In dit artikel vindt u informatie over wat u moet doen als Toolkit een melding geeft dat de schijf vol is.
Wanneer u gegevens naar de schijf kopieert en plakt, of een back-up- of spiegelopdracht uitvoert met Toolkit, dient u zelf te bepalen welke gegevens op de schijf behouden moeten blijven en welke gegevens moeten worden verwijderd of naar andere opslaglocaties moeten worden verplaatst (zoals een grotere externe schijf).
Als u alleen een back-up naar de schijf uitvoert, kunt u het best de map C_Archive op de schijf verwijderen. U vindt deze map hier:
- X:\Toolkit\Backup\Computernaam
- X = de stationsaanduiding van uw schijf
Hier ziet u C_Archive staan. Deze map bevat versies van bestanden die in de back-up zijn opgenomen. U kunt deze map verwijderen om ruimte vrij te maken.

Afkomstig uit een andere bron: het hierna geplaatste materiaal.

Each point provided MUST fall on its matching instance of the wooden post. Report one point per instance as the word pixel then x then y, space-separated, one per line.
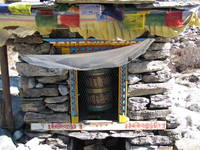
pixel 8 121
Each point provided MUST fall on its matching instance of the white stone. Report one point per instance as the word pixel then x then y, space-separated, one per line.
pixel 146 89
pixel 160 46
pixel 188 144
pixel 26 83
pixel 146 66
pixel 6 143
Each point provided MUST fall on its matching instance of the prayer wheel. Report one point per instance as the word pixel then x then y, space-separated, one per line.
pixel 99 94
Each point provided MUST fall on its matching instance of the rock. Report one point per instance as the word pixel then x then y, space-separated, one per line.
pixel 63 90
pixel 17 134
pixel 31 117
pixel 137 103
pixel 151 140
pixel 19 120
pixel 31 49
pixel 146 89
pixel 159 97
pixel 26 83
pixel 129 134
pixel 53 100
pixel 132 147
pixel 160 101
pixel 148 114
pixel 39 86
pixel 29 40
pixel 134 78
pixel 159 105
pixel 159 46
pixel 187 144
pixel 6 143
pixel 146 66
pixel 28 70
pixel 157 55
pixel 58 107
pixel 39 92
pixel 157 77
pixel 54 79
pixel 33 106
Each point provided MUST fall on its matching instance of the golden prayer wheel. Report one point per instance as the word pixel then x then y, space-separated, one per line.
pixel 99 94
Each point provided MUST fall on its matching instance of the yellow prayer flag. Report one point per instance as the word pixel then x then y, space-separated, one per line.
pixel 20 9
pixel 134 21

Als hiermee niet voldoende ruimte wordt vrijgemaakt, kunt u ook het back-upschema verwijderen en een nieuw schema maken waarbij alleen een back-up van de noodzakelijke gegevens wordt gemaakt. Hierdoor worden alle gegevens uit het schema en van de schijf verwijderd. Zorg er dus voor dat de gegevens nog steeds op de computer of op een andere locatie staan voordat u deze stap zet.

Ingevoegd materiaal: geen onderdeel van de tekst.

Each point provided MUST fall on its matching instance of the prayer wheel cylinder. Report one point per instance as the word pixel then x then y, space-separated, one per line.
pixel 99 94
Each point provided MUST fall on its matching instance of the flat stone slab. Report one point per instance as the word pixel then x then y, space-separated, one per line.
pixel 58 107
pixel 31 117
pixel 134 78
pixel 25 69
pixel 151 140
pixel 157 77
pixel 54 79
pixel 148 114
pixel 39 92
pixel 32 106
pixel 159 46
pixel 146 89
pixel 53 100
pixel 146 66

Een back-upschema verwijderen:
- Klik in het hoofdmenu op Backup (Back-up).
- Klik op Delete Plan (Schema verwijderen).
- Als u alle bestanden wilt verwijderen die door het back-upschema worden beheerd en waarvan een back-up naar het apparaat is gemaakt, schakelt u het selectievakje Delete all files backed up the device (Alle bestanden verwijderen waarvan een back-up naar het apparaat is gemaakt) in.
- Klik op Delete (Verwijderen) om uw keuze te bevestigen.
Een Geavanceerd schema instellen:
Verwijder het oude schema en klik vervolgens op Custom Backup Plan (Aangepast back-upschema).
Klik op ADVANCED (GEAVANCEERD) als u alleen de opties wilt selecteren die u nodig hebt.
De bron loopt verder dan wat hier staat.